I went to bed early and I had the lamp lit, and he had placed three or four little containers of flour and strychnine on the floor. I'd heard of this before, but I hadn't taken much notice of it. My bedroom door was closed, and I thought that it was very tightly closed, but I was watching and they were squeezing underneath the door and coming into my room. They made little squeaks as they went around the floor, in delight, you see, for here was something to eat. They looked at it and then they got up on their hind legs and they sort of touched each others little front paws and they danced around those tins, before they started to eat, like a little ceremony. I wasn't dreaming and I never drank alcohol or anything like that in those days, and I was quite sober, just lying in my bed watching them. They ate and then the screaming started, and they hit themselves against the side of the room before they succumbed to it. All pretty horrifying.

The mice were very bad at school too, where they ate the children's books, my books and papers, and we had to be very careful with our lunches. The children used to bring mice to school in match boxes, or little boxes, with a bit of string tied to their tales, and they'd have races with them when they were out in the yard.

During school everyone would be very well-behaved, not wanting to be kept in, because they'd all want to go down to the big wheat stack at the railway station. They would go and take their cudgels and help to kill the mice. The wheat buyers used to pay the children so much to kill the mice. But of course, the more they killed, the more they seemed to come - there seemed to be no end to them. What I didn't like was the smell - everywhere you went there was this terrible smell. I can still remember the smell, and I still can't stand it. But the children made light of it.

Some of the children came to school with rashes on their hands from mouse plague, and some had it in their hair. When these kinds of things happen, people just make the best of it. Everyone had difficulty with the mice - all the children had great tales to tell you about the mice. They turned the tragedy into fun.

It was a tremendous shock to me, being from the city and not experiencing anything like it before, but you adjust very quickly. You learn to adjust - there it is - what are you going to do about it? You watch other people and how they manage. You don't just scream and run away - you can't. They had such fun out of the wretched things - they made a great game of it.

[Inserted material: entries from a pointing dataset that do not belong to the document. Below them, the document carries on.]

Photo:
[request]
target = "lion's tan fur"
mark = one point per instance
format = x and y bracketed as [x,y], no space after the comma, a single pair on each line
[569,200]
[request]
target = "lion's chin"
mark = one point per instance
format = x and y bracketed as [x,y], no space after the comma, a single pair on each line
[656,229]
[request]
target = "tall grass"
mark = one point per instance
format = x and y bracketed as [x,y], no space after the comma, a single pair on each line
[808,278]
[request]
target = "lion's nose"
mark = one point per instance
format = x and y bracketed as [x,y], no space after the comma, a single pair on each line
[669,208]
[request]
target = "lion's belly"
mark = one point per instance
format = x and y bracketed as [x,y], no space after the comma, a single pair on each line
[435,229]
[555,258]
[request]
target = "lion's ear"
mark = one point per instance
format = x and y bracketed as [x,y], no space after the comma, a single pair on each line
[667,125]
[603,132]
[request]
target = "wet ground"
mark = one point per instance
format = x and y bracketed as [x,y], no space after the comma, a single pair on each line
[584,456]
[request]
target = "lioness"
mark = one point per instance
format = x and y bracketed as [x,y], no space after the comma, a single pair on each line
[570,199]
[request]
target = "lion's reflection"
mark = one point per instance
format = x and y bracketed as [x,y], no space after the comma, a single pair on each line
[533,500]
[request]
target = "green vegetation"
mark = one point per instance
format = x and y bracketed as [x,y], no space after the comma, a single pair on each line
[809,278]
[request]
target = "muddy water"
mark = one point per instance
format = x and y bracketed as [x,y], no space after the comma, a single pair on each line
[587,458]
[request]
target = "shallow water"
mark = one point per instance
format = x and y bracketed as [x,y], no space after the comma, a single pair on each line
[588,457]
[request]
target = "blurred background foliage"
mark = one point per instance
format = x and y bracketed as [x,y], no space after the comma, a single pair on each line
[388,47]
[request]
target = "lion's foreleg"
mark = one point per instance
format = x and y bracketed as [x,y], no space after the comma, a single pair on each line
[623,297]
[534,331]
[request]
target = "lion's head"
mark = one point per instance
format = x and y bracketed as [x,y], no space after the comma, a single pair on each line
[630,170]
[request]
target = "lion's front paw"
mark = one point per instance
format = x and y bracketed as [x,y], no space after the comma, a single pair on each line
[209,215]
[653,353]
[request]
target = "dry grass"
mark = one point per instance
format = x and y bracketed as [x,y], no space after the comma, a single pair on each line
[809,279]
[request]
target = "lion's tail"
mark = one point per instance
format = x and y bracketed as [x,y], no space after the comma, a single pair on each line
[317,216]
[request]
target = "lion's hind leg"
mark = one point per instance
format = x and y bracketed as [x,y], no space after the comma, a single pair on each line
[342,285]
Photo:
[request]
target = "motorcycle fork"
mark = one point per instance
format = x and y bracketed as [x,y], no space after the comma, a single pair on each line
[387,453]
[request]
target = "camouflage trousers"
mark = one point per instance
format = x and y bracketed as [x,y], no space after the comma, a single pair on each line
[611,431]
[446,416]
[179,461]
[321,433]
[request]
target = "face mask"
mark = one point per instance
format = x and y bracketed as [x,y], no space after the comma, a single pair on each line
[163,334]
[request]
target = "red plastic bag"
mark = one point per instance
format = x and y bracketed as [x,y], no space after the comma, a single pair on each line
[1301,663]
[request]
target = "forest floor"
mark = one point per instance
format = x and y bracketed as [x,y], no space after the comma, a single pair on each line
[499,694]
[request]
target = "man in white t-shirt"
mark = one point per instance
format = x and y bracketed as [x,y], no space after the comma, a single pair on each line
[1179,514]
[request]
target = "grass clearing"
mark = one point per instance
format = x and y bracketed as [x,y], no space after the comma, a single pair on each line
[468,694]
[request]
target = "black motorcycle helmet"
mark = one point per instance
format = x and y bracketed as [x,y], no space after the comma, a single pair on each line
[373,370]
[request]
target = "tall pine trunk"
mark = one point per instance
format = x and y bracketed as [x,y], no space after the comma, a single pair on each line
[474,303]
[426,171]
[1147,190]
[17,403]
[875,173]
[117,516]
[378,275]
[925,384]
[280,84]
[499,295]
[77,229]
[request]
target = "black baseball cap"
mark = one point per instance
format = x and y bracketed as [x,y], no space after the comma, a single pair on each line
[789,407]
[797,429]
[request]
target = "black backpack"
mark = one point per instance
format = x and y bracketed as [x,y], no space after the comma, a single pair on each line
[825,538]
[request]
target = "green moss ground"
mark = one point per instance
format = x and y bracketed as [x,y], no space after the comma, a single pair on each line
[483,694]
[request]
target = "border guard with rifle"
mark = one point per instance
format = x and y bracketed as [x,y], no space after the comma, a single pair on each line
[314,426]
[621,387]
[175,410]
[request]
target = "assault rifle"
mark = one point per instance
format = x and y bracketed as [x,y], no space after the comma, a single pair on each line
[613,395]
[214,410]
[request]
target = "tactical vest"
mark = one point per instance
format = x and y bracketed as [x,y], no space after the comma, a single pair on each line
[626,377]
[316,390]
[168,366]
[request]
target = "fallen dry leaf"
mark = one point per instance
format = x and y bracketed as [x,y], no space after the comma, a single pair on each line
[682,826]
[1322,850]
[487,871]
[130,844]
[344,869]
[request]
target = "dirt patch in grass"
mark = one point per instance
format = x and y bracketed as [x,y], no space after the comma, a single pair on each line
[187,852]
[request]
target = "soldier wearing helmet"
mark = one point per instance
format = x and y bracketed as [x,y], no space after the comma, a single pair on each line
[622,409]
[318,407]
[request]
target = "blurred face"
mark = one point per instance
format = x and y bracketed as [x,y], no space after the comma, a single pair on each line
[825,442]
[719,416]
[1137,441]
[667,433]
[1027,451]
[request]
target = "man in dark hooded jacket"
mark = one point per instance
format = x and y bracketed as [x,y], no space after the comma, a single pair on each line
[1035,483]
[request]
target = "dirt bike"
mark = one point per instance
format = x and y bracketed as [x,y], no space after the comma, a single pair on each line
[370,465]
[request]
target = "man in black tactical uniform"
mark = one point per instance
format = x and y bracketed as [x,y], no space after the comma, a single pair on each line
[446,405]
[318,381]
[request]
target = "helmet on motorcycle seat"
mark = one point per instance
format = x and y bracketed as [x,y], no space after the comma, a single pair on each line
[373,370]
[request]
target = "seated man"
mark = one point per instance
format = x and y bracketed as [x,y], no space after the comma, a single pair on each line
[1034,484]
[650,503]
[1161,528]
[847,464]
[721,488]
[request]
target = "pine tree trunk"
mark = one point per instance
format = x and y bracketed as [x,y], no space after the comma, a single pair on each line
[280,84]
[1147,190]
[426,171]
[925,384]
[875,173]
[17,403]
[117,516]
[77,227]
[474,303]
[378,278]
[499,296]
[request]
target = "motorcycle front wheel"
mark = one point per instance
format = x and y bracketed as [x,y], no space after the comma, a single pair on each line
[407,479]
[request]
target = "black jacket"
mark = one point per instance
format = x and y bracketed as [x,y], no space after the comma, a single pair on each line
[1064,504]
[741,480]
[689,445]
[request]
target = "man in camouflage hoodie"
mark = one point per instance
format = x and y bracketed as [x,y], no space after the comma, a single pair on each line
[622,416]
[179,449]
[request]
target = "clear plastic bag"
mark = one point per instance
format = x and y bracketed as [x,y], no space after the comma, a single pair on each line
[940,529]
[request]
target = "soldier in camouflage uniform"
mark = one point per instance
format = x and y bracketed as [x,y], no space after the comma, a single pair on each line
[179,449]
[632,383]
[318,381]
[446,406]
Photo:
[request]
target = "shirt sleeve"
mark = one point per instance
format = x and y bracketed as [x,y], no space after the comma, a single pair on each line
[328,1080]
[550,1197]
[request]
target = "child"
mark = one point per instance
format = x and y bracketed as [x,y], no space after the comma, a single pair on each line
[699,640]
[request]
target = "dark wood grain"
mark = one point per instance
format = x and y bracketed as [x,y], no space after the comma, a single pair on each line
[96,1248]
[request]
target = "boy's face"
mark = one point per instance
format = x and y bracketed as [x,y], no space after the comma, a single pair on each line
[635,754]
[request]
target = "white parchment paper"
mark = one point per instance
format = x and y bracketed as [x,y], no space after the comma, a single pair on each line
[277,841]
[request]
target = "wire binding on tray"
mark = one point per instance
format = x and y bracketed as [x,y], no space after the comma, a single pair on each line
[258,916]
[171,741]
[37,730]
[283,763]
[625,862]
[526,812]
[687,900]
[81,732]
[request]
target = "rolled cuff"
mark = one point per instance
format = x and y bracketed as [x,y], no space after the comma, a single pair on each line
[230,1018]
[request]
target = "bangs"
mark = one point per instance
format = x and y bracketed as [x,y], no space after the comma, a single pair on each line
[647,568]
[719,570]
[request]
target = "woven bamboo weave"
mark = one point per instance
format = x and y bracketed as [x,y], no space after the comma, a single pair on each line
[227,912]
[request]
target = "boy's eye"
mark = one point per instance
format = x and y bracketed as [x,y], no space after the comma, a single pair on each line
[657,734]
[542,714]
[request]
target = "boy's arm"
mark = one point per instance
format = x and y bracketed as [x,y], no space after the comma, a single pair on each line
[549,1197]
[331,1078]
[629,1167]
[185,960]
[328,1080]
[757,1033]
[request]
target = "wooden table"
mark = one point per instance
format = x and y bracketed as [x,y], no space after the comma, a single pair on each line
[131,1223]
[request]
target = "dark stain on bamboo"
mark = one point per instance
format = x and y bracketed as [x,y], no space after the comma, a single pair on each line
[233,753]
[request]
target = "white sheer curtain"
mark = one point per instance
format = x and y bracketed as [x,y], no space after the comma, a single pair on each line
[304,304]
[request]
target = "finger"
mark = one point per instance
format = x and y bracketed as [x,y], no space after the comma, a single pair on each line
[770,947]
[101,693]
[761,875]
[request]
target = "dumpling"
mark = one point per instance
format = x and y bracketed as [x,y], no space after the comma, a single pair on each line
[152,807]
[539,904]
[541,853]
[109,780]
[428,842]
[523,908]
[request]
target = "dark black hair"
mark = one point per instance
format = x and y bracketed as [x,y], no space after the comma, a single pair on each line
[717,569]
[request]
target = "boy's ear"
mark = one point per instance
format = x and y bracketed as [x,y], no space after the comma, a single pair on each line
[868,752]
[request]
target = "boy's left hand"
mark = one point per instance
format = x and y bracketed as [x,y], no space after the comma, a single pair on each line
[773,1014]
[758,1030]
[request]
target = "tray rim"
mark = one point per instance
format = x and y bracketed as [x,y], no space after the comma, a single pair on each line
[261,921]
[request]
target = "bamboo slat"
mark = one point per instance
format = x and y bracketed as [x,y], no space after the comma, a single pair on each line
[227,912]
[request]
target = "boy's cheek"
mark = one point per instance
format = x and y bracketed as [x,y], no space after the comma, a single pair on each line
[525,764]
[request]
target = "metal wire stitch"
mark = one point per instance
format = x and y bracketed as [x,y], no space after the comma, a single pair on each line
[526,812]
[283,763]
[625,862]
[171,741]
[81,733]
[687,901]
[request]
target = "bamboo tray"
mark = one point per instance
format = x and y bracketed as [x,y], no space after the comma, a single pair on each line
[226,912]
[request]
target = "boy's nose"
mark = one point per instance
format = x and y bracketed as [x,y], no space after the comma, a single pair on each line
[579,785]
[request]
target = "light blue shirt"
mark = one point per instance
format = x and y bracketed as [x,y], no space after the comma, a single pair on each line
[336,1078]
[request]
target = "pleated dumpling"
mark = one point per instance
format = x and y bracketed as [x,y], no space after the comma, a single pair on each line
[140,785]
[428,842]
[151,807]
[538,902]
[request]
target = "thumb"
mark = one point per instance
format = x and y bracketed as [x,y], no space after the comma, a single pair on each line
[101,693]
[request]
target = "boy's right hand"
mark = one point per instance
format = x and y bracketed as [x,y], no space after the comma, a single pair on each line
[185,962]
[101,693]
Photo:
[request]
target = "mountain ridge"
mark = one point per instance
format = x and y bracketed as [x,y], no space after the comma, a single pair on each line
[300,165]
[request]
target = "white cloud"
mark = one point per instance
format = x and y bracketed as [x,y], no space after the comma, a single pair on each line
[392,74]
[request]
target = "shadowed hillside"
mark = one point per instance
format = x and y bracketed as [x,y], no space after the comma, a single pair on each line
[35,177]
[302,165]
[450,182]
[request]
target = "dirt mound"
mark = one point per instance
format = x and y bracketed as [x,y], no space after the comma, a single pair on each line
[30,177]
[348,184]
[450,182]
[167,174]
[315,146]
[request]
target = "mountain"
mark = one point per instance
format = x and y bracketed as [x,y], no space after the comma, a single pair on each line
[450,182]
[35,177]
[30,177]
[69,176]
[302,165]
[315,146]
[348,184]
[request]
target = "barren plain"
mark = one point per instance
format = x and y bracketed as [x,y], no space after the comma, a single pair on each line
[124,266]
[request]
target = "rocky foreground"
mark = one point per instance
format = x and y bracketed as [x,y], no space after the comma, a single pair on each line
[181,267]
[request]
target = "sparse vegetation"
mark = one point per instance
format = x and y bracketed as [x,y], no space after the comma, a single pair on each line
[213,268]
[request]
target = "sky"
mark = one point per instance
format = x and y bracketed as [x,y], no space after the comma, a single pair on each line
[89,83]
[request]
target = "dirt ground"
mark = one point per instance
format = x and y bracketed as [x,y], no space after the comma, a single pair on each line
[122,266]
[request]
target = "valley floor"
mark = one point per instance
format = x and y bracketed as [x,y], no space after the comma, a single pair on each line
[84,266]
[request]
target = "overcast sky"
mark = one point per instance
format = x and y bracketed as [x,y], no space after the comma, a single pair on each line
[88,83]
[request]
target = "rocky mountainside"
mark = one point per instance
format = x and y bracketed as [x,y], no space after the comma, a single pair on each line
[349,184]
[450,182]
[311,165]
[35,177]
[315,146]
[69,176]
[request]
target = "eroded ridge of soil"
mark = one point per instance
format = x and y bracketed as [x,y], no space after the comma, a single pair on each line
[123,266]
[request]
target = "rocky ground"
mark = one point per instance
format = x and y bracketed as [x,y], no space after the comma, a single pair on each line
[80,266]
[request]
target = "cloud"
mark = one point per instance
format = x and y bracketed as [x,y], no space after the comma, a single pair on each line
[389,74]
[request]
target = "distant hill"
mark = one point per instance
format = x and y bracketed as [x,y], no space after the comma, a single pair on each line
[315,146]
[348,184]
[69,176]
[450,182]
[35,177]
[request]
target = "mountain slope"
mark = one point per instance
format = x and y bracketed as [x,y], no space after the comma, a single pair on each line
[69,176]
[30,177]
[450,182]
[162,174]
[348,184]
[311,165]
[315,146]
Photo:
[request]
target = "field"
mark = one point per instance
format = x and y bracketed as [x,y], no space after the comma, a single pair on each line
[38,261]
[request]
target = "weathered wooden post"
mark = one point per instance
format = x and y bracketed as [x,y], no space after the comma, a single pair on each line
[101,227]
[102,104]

The dust storms were frightening because the whole sky would go dark, but they weren't so bad in the 1920s - they were much worse in the 1940s, when it was impossible to walk along a road because you couldn't see - you could get lost very easily.

At the school each ear, we would have Arbor Day when we planted trees, which were sent up to us - mostly sugar gums and peppercorns. We planted little irises around the flag pole too. We planted trees, but they didn't survive because we didn't have the water. It was impossible to grow anything there, and being away at holiday time made it very difficult, because there was nobody there to look after them. We only had the rainwater tank and we had to save it for drinking.

I never took the children swimming - I didn't take that responsibility as there was only a dam in someone's property to swim in. There was a shire dam, but you weren't allowed to swim there.

We went for a nature walk each spring, but we often took a short walk in the bush, not that we'd go far, because some children had to walk to school, and home again. The children were able to tell me the names of the trees and the birds, "Now, that's a jay, Miss Rooney." Sometimes they brought eggs to school for us to study. We grew little plants in our school room for nature study too. We grew wheat and other seeds; and osmosis experiments going. On the blackboard I always had a calendar drawn for the children, and whatever was in blossom I'd draw on the calendar. We filled in every day, whether it was sunny or raining or cloudy, and the date.

Across the top of the board I'd have the alphabet printed for grade 1 & 2, a written capital letters for the other grades. The blackboard would be divided into areas for the different grades, but when it started to buckle in the heat, it wasn't too good.

We didn't have trouble with possums getting in our rain tank at school because it had a cover over it, but we did where I boarded. The pet possum disappeared and 12 months later it was found dead in the rain tank, and we'd been drinking the water!